In a complimentary study conducted by Yoder and Taube (2009) that investigated the role of the otolith organs in HD cell activity, anterodorsal thalamic activity was monitored in otoconia deficient tilted mice (Lane, 1986), a transgenic mouse line that specifically have a disrupted sense of linear acceleration and head tilt. Surprisingly, Yoder and Taube (2009) identified a number of directionally tuned cells in the anterodorsal thalamus of tilted mice. For the most part, however, these HD cells demonstrated less robust directional firing compared to control mice, and were in many cases directionally unstable during recording sessions (i.e., the preferred direction of cells would drift over time). Consistent with Muir et al. a small number of bursty cells were identified in tilted mice, but not in control mice. Importantly, bursty cell activity was not observed simultaneously with neurons displaying sharp directional tuning, and the temporal order of simultaneously recorded bursty cells remained in register with one another depending on the direction of head rotation. This latter observation again supports the conclusion that the network organization remained intact, but accurate updating via velocity information was specifically impaired. Together, the results of Yoder and Taube suggested that the otolith organs were not necessary for the generation of the directional signal, but are critical for their stability and the robustness of the signal. Thus, when considered with the canal-plugging findings of Muir et al., the experiments suggest that only the semicircular canals are necessary for HD cell generation in the anterodorsal thalamus.

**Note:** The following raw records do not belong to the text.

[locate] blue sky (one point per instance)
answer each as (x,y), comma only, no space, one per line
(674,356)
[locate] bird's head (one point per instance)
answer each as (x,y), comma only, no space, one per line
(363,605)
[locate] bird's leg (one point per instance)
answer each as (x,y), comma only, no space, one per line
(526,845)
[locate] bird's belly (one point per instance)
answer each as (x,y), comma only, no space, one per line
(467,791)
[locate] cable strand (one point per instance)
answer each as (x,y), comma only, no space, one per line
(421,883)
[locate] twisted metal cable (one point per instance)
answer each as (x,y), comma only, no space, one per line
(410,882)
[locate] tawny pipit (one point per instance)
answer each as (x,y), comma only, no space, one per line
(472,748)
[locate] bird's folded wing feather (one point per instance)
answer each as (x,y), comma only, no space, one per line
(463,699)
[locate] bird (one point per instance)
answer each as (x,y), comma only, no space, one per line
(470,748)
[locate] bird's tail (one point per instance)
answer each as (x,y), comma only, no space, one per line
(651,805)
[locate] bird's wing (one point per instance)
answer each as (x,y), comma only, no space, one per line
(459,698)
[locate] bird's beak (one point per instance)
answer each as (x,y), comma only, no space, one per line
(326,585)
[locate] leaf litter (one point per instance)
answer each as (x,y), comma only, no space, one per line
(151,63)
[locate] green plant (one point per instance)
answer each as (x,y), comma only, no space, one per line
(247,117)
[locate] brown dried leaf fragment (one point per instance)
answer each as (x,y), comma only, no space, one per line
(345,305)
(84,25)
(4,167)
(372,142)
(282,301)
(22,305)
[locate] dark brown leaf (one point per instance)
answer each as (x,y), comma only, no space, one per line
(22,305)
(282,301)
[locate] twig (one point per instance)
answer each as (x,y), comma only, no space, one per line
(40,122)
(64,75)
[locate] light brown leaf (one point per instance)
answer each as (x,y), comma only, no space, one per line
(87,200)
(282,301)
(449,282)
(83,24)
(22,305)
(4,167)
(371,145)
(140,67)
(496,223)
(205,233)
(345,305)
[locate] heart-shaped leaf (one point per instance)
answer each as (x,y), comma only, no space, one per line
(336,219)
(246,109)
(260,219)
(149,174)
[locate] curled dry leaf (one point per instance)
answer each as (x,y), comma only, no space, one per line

The bursty activity identified in the experiments by Muir et al. and in Yoder and Taube provided strong support for the attractor network hypothesis. Nevertheless, the failure to identify bursty activity in populations of HD cells after vestibular damage, as was the case in the Stackman and Taube (1997) study, has posed a challenge to this general conclusion. Muir et al. (2009) argued that the difference between these studies might be related to the amount of time between vestibular damage and cellular recording. While Stackman and Taube (1997) continued their recording sessions shortly after sodium arsanilate damage (1 h), Muir et al. waited 1–2 weeks for recovery before anterodorsal thalamic neurons were reassessed for directional activity. Stackman and Taube continued recording cellular activity within the anterodorsal thalamus for up to 96 h after the lesion, but in no cases were bursty cells recorded within this time period. This difference may be relevant because secondary vestibular neurons, which normally have high resting firing rates (mean: ∼35 spikes/s), return to only 50% of their baseline-firing rate after vestibular labyrinthectomy, and tonic activity of these neurons returns to pre-lesion levels only after 1 week (Ris and Godaux, 1998). Thus, Stackman and Taube monitored HD cell activity during a period of depressed tonic activity within the vestibular nuclei, suggesting that tonic firing by secondary vestibular neurons might underlie bursting activity.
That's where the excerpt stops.